Abstract

From 1952 onwards, following the approval of the ‘Second Five‐year Plan’, a series of profound changes took place in the Argentinean national curriculum and in its schoolbooks. Some authors have pointed out that such changes implied the use of the educational system as an ‘agency for indoctrination’. Other authors have emphasized, on the other hand, the—at least partial—processes of democratisation implied in those changes. This paper aims to analyse, as part of the vast educational transformations that occurred during this period, the new visibility that was acquired by subjects, classes and social processes which were practically absent in the curricular contents before the Peronist government, as well as the new type of treatment they received. At the same time, the inclusion of new subjects and points of view implied, in a more or less explicit manner, the recognition of the existence of social relations of domination and inequality, which were no longer presented as ‘the nature of society’, but as a field of conflicts concerning political values such as justice, freedom, democracy or authoritarianism.
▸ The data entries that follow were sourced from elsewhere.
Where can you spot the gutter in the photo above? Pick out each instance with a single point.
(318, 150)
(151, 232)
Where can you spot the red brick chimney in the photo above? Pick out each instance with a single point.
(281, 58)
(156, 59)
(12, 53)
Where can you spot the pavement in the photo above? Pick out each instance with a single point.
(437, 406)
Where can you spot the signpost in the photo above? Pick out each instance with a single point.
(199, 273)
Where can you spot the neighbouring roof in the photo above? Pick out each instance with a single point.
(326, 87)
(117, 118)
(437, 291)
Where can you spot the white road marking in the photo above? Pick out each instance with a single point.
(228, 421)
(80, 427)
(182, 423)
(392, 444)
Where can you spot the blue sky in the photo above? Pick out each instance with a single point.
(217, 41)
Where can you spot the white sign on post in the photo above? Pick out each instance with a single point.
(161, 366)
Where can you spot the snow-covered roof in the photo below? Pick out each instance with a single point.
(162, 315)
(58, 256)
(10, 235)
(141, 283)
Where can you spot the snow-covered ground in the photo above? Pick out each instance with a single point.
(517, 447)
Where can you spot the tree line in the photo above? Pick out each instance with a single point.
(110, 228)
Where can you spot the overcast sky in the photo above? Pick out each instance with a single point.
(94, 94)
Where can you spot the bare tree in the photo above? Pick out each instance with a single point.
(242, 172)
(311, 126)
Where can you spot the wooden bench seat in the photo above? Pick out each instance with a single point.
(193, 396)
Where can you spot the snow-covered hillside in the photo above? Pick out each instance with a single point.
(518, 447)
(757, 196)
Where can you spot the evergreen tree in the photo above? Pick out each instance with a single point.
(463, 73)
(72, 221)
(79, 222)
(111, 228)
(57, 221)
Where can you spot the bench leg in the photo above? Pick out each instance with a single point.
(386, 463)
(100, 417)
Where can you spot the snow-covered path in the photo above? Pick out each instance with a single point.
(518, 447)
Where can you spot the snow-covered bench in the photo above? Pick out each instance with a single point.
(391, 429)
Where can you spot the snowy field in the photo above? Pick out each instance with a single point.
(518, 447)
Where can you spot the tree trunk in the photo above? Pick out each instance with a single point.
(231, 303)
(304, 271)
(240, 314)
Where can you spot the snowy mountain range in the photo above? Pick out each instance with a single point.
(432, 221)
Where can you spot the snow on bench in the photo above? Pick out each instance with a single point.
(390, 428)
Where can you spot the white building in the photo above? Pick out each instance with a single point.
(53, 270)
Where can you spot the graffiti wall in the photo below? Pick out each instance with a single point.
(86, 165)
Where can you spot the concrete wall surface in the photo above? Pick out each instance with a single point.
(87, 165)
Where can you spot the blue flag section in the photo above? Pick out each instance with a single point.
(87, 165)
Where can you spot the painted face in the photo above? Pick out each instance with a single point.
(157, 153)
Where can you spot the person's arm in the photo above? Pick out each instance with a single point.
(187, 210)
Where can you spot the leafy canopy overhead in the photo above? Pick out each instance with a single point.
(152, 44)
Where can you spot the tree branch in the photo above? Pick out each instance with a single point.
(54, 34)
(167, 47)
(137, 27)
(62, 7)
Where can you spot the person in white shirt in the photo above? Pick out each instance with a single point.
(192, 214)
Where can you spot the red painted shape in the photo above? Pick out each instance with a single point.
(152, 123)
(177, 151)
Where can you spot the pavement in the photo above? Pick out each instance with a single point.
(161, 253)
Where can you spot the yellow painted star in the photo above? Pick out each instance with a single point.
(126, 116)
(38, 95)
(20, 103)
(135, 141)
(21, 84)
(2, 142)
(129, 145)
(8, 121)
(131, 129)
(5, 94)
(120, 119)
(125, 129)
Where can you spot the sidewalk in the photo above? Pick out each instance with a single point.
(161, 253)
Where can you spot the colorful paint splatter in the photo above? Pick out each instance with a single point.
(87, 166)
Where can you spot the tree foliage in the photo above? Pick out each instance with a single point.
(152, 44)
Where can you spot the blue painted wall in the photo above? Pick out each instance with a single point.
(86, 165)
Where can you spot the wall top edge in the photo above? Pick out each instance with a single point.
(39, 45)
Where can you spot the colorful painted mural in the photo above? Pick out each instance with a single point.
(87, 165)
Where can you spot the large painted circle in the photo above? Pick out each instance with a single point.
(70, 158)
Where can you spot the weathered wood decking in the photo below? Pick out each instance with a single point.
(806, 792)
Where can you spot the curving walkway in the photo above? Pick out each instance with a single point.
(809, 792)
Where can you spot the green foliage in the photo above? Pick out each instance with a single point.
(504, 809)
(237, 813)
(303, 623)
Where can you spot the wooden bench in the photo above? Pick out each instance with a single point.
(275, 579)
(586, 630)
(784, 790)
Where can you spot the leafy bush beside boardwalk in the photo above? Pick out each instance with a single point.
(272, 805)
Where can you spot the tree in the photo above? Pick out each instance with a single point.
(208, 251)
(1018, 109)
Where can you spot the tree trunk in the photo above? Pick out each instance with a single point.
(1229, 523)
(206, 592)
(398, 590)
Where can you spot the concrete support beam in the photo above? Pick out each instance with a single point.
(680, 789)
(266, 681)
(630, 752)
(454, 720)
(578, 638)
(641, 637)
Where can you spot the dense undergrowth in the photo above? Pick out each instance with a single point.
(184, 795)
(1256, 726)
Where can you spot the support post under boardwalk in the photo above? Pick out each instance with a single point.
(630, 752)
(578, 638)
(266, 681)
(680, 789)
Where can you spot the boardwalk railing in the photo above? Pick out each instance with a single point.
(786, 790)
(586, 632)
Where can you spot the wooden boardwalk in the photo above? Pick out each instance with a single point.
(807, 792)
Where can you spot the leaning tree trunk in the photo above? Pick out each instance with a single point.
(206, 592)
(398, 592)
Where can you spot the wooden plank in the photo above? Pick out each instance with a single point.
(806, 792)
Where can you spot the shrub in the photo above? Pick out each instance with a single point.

While Peronist values questioned the previous political and social order and allowed the possibility of reflecting on other models of society, the regime’s curricular contents aimed to transmit and inculcate the populist political ideology that was preached by the government, transforming the schoolbooks into a contradictory mosaic of images of social mobilization and disciplinary acceptance, of criticism and passiveness, of personal participation and collective obligation.